The FTC’s commissioners voted 5-0 in finding that Rambus had unlawfully monopolised the markets for four computer memory technologies that have become industry standards.

The Commission is to hold additional hearings to determine an “appropriate remedy”, but its decision threatens past and future royalties Rambus has earned from patents it holds on memory technology.

The Silicon Valley company said it would appeal against the decision, but its shares had fallen 25.5 per cent by the close to $12.65.

The FTC first charged Rambus with violating antitrust laws in June 2002, but an administrative judge ruled there was insufficient proof in February 2004. FTC staff then appealed to the commissioners.

The memory chip industry has been plagued in recent years by federal investigations into price-fixing by the major manufacturers and by patent infringement lawsuits led by Rambus, which has also accused its customers of trying to exclude it from the market. Commissioner Pamela Jones Harbour said: “Through a course of deceptive conduct, Rambus was able to distort a critical standard-setting process and engage in an anti-competitive hold-up of the computer memory industry.”
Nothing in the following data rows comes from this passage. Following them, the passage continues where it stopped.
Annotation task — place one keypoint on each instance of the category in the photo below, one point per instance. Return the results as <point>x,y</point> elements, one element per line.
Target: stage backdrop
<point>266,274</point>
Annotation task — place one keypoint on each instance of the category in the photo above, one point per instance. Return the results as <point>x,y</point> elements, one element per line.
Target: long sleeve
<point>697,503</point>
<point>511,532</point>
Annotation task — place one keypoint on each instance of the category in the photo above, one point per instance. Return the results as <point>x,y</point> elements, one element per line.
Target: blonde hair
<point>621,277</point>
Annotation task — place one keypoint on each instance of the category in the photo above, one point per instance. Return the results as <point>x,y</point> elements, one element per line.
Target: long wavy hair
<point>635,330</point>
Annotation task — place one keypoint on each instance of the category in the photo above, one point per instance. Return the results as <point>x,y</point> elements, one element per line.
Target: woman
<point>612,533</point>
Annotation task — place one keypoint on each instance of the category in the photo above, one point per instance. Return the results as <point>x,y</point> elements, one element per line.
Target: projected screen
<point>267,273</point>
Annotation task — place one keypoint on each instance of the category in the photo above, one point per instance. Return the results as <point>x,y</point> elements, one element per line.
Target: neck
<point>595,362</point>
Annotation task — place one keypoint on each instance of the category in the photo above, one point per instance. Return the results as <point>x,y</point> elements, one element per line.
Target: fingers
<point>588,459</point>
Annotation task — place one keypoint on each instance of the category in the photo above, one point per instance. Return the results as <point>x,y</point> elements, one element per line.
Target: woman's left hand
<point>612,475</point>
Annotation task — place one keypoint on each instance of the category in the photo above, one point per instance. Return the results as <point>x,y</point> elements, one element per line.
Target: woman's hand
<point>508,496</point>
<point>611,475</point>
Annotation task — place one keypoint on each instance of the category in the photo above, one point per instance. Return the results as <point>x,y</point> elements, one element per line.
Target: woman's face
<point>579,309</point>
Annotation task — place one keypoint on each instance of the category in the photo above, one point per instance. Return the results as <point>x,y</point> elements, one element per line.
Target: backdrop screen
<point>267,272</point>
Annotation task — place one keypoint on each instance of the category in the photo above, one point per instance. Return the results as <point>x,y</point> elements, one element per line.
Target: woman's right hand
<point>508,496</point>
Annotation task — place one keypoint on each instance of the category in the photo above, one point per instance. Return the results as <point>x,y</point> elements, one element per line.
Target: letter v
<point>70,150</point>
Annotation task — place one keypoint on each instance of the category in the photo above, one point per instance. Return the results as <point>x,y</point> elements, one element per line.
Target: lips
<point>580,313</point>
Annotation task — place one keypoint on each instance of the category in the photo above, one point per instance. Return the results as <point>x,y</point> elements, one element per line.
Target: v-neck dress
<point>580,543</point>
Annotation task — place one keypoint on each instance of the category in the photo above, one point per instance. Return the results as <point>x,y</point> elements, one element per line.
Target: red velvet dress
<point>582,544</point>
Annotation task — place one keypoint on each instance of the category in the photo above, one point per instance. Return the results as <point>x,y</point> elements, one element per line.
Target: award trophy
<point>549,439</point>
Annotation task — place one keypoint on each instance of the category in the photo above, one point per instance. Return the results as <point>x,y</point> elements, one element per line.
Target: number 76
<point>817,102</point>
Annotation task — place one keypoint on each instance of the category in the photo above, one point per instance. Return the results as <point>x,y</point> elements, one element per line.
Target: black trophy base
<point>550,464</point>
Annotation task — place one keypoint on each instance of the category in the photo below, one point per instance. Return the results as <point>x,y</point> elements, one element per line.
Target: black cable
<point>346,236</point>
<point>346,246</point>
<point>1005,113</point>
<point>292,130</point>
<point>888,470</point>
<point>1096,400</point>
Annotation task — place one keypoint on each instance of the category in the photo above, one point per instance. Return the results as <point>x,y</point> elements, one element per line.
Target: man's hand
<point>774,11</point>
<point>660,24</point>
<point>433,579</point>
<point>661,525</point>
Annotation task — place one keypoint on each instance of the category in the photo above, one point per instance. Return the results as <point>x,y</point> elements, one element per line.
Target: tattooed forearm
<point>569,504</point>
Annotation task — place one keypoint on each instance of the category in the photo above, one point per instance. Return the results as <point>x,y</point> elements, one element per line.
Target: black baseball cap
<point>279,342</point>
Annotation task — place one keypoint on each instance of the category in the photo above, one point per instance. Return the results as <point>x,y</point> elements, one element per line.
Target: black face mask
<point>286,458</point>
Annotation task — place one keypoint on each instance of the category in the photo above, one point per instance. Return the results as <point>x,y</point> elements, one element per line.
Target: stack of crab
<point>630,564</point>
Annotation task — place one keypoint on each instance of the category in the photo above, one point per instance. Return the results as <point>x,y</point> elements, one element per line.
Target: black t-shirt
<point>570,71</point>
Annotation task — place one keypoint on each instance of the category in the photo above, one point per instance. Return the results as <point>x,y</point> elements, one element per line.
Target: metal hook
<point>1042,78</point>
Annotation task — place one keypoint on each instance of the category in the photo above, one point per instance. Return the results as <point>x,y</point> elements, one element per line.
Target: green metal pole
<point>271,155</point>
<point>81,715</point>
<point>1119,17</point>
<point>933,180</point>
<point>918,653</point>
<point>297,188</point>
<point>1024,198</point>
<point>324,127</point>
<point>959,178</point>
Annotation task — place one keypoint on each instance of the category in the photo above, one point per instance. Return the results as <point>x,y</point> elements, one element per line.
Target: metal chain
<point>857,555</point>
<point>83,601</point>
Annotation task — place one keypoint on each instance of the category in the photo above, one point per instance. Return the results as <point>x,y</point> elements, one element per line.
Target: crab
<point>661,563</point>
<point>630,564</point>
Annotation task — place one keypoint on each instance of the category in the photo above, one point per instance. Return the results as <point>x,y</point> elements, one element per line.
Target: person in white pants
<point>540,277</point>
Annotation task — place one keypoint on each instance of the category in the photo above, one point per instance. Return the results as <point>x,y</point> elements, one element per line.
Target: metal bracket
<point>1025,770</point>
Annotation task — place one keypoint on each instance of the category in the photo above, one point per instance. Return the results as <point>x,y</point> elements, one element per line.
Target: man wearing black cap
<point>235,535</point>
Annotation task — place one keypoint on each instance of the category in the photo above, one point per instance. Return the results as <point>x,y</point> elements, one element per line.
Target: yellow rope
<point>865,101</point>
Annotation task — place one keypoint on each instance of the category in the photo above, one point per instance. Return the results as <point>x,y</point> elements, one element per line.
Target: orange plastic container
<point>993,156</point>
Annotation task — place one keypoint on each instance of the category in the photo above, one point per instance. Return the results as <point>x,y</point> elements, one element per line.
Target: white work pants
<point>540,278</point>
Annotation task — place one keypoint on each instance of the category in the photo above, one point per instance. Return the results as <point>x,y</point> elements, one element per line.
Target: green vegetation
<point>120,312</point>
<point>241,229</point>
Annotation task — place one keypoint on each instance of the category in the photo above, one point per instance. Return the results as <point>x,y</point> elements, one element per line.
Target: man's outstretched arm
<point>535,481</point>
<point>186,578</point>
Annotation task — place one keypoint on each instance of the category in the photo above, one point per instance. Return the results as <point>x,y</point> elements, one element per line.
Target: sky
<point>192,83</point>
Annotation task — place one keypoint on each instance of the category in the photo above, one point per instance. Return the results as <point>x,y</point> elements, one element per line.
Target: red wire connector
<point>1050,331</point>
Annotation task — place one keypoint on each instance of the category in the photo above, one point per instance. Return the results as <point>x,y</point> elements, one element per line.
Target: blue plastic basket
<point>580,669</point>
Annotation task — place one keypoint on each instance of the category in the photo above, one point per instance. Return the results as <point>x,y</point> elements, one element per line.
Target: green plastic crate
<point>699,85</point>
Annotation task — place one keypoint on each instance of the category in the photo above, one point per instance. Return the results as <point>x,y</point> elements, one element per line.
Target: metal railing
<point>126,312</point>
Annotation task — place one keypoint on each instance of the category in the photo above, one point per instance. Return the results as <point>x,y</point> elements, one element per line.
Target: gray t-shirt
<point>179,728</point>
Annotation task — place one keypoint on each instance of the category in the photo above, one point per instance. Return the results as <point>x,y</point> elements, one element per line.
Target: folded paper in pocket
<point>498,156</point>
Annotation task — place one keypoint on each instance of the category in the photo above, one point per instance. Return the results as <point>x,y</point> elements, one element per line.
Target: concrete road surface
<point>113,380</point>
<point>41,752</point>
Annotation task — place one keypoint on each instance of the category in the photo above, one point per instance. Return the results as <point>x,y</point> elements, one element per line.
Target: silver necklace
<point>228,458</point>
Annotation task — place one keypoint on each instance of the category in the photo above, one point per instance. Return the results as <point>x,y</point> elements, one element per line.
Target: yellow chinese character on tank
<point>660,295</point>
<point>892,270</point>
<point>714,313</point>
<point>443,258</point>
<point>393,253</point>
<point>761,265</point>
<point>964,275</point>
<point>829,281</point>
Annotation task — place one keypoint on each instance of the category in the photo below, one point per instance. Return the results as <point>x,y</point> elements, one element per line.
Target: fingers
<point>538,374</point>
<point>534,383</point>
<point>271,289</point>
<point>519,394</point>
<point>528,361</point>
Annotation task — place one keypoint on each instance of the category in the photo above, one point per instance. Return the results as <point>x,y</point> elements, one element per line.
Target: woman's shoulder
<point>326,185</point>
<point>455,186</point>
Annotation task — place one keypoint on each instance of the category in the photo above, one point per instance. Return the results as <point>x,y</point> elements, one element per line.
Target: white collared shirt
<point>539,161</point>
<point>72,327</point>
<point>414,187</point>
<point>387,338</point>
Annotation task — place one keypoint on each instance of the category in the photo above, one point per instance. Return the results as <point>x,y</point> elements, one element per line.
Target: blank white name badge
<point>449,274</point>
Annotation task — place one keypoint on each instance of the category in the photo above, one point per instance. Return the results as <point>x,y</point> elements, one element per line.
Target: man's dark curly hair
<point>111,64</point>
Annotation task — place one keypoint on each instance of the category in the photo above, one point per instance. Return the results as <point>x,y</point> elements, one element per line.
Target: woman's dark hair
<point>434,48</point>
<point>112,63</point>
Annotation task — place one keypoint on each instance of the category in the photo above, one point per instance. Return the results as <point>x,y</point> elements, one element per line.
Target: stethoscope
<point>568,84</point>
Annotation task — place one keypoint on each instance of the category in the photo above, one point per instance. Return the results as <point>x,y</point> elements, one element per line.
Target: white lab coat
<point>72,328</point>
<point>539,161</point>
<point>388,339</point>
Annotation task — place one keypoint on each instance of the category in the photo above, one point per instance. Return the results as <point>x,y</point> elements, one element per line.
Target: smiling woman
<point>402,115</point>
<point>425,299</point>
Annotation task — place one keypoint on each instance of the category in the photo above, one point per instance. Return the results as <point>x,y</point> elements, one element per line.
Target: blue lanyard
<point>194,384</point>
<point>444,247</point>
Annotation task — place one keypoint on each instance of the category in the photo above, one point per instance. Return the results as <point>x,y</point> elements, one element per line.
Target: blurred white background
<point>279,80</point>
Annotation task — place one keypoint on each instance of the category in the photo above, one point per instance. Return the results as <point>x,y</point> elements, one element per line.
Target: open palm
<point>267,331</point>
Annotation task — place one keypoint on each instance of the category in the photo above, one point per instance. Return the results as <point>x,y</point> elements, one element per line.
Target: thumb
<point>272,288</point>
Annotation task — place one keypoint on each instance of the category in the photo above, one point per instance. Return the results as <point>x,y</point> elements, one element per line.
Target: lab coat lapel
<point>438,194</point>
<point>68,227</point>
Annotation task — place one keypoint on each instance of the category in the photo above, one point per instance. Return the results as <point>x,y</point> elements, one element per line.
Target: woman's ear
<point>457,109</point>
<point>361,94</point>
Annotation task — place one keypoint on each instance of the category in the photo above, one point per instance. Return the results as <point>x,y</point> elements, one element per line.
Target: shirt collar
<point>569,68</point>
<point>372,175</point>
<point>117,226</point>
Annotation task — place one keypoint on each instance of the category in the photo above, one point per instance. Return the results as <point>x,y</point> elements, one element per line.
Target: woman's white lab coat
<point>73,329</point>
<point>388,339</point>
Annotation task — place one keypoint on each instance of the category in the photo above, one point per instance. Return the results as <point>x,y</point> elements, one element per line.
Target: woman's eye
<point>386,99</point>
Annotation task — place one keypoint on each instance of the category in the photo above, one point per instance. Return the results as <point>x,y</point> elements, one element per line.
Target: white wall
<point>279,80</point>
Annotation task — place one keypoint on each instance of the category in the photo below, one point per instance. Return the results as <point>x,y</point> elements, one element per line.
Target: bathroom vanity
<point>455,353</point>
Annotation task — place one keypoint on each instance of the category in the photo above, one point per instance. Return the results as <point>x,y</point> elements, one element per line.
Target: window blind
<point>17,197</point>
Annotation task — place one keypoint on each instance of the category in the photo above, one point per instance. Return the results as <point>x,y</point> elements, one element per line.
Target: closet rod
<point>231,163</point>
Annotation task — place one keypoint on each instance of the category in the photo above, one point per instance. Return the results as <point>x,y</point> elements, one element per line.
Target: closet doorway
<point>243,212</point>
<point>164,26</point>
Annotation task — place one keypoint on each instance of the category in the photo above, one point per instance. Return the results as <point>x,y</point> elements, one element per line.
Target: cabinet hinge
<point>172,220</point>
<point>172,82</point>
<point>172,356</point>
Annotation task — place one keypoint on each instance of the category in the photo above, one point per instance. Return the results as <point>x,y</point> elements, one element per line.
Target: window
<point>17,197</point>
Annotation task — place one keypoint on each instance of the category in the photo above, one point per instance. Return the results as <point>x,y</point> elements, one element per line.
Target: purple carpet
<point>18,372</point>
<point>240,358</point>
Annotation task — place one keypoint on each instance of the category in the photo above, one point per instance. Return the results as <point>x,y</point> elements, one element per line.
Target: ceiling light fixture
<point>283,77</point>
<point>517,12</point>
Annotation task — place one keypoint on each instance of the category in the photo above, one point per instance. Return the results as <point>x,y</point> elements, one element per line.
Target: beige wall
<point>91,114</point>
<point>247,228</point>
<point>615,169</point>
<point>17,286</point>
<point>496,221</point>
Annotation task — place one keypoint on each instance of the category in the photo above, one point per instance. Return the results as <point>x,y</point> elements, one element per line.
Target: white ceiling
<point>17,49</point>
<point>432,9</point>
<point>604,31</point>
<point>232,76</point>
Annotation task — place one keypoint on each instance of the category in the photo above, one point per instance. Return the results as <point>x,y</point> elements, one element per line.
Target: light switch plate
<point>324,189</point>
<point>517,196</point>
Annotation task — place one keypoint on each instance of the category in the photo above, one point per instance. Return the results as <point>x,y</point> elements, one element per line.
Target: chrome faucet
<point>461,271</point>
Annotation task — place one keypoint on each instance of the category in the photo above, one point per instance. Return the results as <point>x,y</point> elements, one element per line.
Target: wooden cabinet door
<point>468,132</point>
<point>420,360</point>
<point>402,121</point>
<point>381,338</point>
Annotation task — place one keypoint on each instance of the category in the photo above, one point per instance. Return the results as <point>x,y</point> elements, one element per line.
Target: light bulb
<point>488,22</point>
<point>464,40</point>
The FTC’s complaint centred on Rambus’s involvement in a standards-setting organisation, the Joint Electron Device Engineering Council (Jedec).

The FTC alleged Rambus worked within Jedec for four years without revealing it was developing patents involving technologies that were eventually adopted as standards.

If it had done so, Jedec members might have taken a different view as to which standards to adopt.

“Through its successful strategy, Rambus was able to conceal its patents and patent applications until after the standards were adopted and the market was locked in,” said the commissioners’ opinion.

“Only then did Rambus reveal its patents – through patent infringement lawsuits against Jedec members who practised the standard.”

The standards concerned are for SDRAM (Synchronous Dynamic Random Access Memory) and DDR (Double Data Rate) SDRAM chips, whose manufacturers have balked at paying what they consider to be high royalty fees to Rambus.